Jump search

Jump search (also known as block search) is an algorithm for finding the position of an element in a sorted array. Unlike linear search, it doesn't compare each element of an array with the target value. Instead, to find the target value, we can represent the array as a sequence of blocks:

The optimal block size is $\sqrt(n)$, where $n$ is the size of the array. In this case, the algorithm performs $\sqrt(n) + \sqrt(n)$ comparisons in the worst case, so the time complexity is $O(\sqrt(n))$. This algorithm is more efficient than the linear search algorithm.

Basic principles

Jump search is an algorithm designed for efficiently searching in sorted arrays, whether they are in ascending or descending order. Here are the fundamental principles:

Principle 1: In ascending sorted arrays, any value within a specific block is less than or equal to any value in the following block.

Principle 2: In ascending sorted arrays, if the target element is not found at the start of the first block (i.e., the first element of the array), and the left boundary of that block (i.e., the first element of the array) exceeds the target element, then the target element is not present in the array.
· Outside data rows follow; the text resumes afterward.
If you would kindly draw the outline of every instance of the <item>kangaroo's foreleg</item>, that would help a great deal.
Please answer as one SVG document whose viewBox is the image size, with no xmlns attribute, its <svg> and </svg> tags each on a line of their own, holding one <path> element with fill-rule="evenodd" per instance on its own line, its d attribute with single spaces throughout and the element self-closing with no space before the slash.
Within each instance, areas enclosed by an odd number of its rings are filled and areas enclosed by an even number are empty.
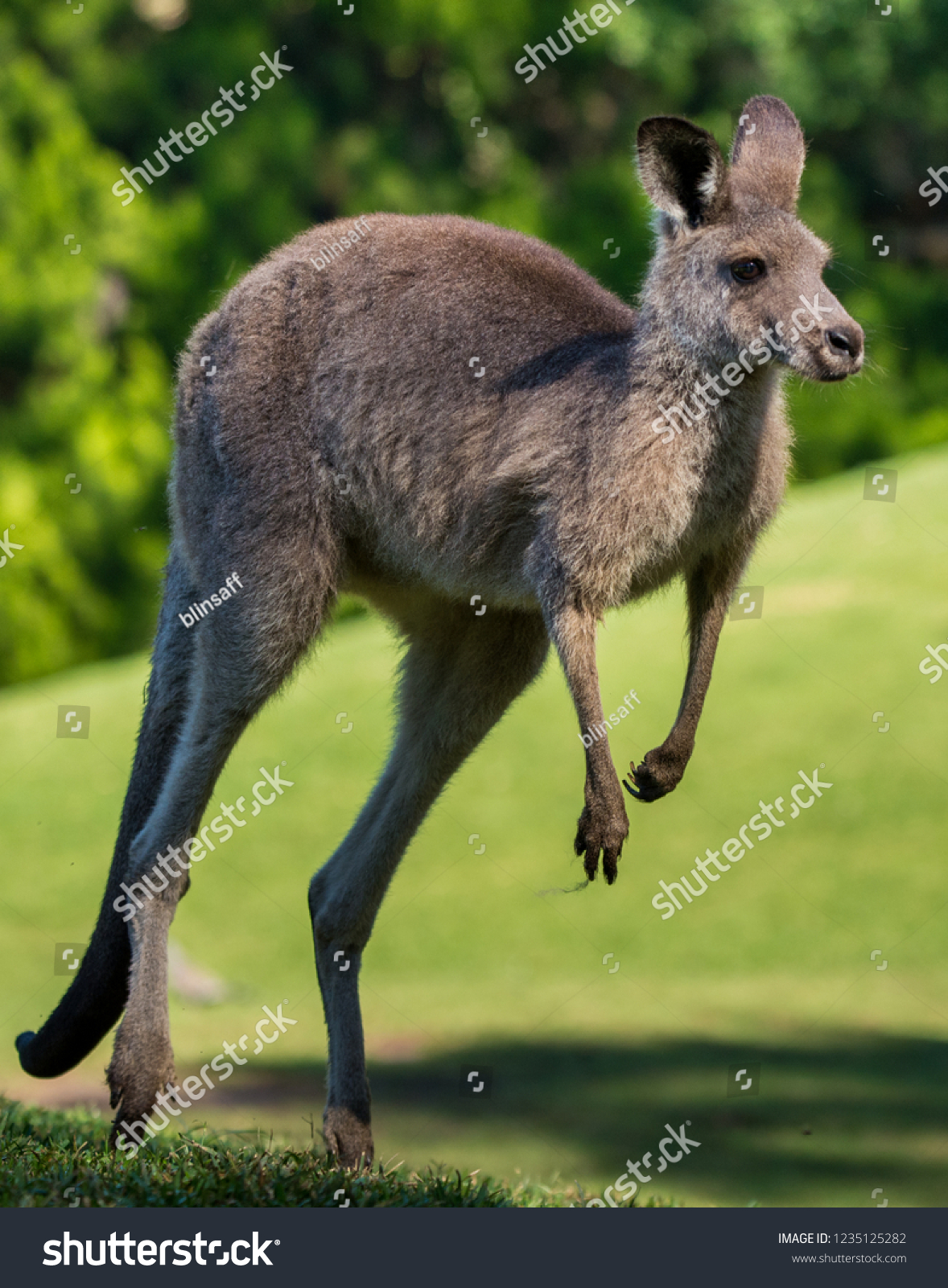
<svg viewBox="0 0 948 1288">
<path fill-rule="evenodd" d="M 580 729 L 585 734 L 586 804 L 573 849 L 585 855 L 583 868 L 590 881 L 599 869 L 602 854 L 603 873 L 612 885 L 618 872 L 622 842 L 629 836 L 629 818 L 605 737 L 596 670 L 596 620 L 589 611 L 565 605 L 547 613 L 547 625 L 580 717 Z"/>
<path fill-rule="evenodd" d="M 183 560 L 173 553 L 152 656 L 152 675 L 112 867 L 99 918 L 76 978 L 39 1033 L 17 1038 L 19 1063 L 36 1078 L 55 1078 L 79 1064 L 122 1012 L 129 988 L 129 933 L 113 908 L 129 862 L 129 846 L 157 800 L 184 723 L 193 634 L 178 612 L 194 598 Z"/>
<path fill-rule="evenodd" d="M 540 614 L 435 611 L 437 620 L 407 627 L 398 730 L 381 778 L 309 886 L 330 1046 L 326 1144 L 346 1167 L 372 1159 L 358 972 L 379 905 L 433 801 L 538 674 L 549 644 Z"/>
<path fill-rule="evenodd" d="M 750 550 L 742 549 L 729 558 L 706 559 L 685 577 L 690 647 L 684 693 L 668 737 L 638 768 L 630 765 L 631 783 L 623 779 L 626 791 L 638 800 L 658 800 L 681 782 L 694 751 L 721 626 L 748 556 Z"/>
</svg>

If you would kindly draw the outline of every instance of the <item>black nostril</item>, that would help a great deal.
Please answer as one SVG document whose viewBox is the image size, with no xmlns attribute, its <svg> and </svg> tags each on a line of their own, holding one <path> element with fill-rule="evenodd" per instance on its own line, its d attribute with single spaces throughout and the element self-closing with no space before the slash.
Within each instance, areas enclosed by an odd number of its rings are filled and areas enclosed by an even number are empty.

This means that if the target element is smaller than the left boundary of the first block, you don't need to search further because it cannot exist in the array due to the sorted nature of the array.

The essence of the algorithm lies in jumping over blocks to locate the block that might contain the target element efficiently.

Searching process

If the right border of a block is equal to the target element, we have found that element in the array. Sometimes we need to search the target with the minimum index.

If the right border of a block is greater than the target element, we have found the block that may contain the target value. When we have found such a block, the algorithm performs backward linear search within that block. If it has found the target value, it returns its index; otherwise, the array does not contain the target value.

Sometimes blocks don't include the first array element, and then the algorithm works in the same way as described above. It's because the first thing we do at the start of the algorithm is to check the first array element (Principle 2). And the complexity of the algorithm doesn't change.

Further, we will consider the algorithm with the jump size equal to $\sqrt(n)$.

Please keep in mind the following:

• If $\sqrt(n)$ is not an integer value, we take only the integer part, using the floor function;
• If the index of the next element to jump to is greater than the last array element index, we jump to the last array element index.

Example

Suppose we have a sorted ascending array of nine integers:

The input array has nine elements with indices from $1$ to $9$. We want to find the index of the value $26$ implementing jump search.

Our first step would be finding the block that may contain the target value. The jump length is $\sqrt(9) = 3$.

1) The first element (10) is less than the target value (26), so we jump to the next element with the index $1 + 3 = 4$.

2) The element with the index $4$ (20) is less than the target value (26); we jump to the next element with the index $4+ 3 = 7$.

3) The element with the index $7$ (30) is greater than the target value (26).

During the stage, we store indices of the current and the previously considered element to use them in the second stage.

Second, we perform a backward linear search.

We have the left and the right indices of the block that may contain the target value. The left is k2, the right is k3. Now we will consider only the elements belonging to this block.

After finishing linear search between these indices, we have found our element (26) and its index, $6$.

Thus, the idea is that the algorithm finds the blocks where the target element may be present and then uses linear search within the block.

Pseudocode of the jump search function

function jump_search(array, value):
    if array.isEmpty() then:             // if the array is empty
        return -1                        // there is no chance of finding the element
    
    curr = 1                             // current position, to begin with is 1
    prev = 1                             // keep track of previous position
    last = len(array)                    // last element of the array
    step = floor(sqrt(last))             // size of blocks

    while array[curr] < value:           // moving from block to block
        if curr == last then:            // if we have reached the end, and still not found
            return -1                    // it means the element is not in the array
        prev = curr                      // store position before moving forward
        curr = min(curr + step, last)    // move to the next block or the last element if we already are in the last block

    while array[curr] > value:           // performing backwards linear search until we find it
        curr = curr - 1                  // move backwards
        if curr <= prev then:             // if we move to the previous block and still not found 
            return -1                    // it means the element is not there

    if array[curr] == value:          // if there is a match
        return curr                      // it means we found the element

    return -1                            // the element is not in the array

Harder, faster, stronger

In this algorithm, once we find the block that may contain the value, we perform a backward linear search. However, what we could also do is perform another jump search within the block (backward or forward) and then perform jump search recursively until we have only one element.

This version will perform $\sqrt(n) + \sqrt(\sqrt(n)) + \sqrt(\sqrt(\sqrt(n))) + ... + 1$ comparisons in the worst case. It's faster than the base implementation, but is still $O(\sqrt(n))$.

Conclusion

This topic has hopefully made it clear to you what the jump search algorithm is and how it works. Let's recap the main points made above:

• We use jump search to find an element's position in a sorted array;
• The algorithm divides the array into several blocks and compares the right border of the blocks sequentially with the target element, in order to find the block that might contain it; then it performs backward linear search within that block to find the target element;
• Its time complexity is $O(\sqrt(n))$.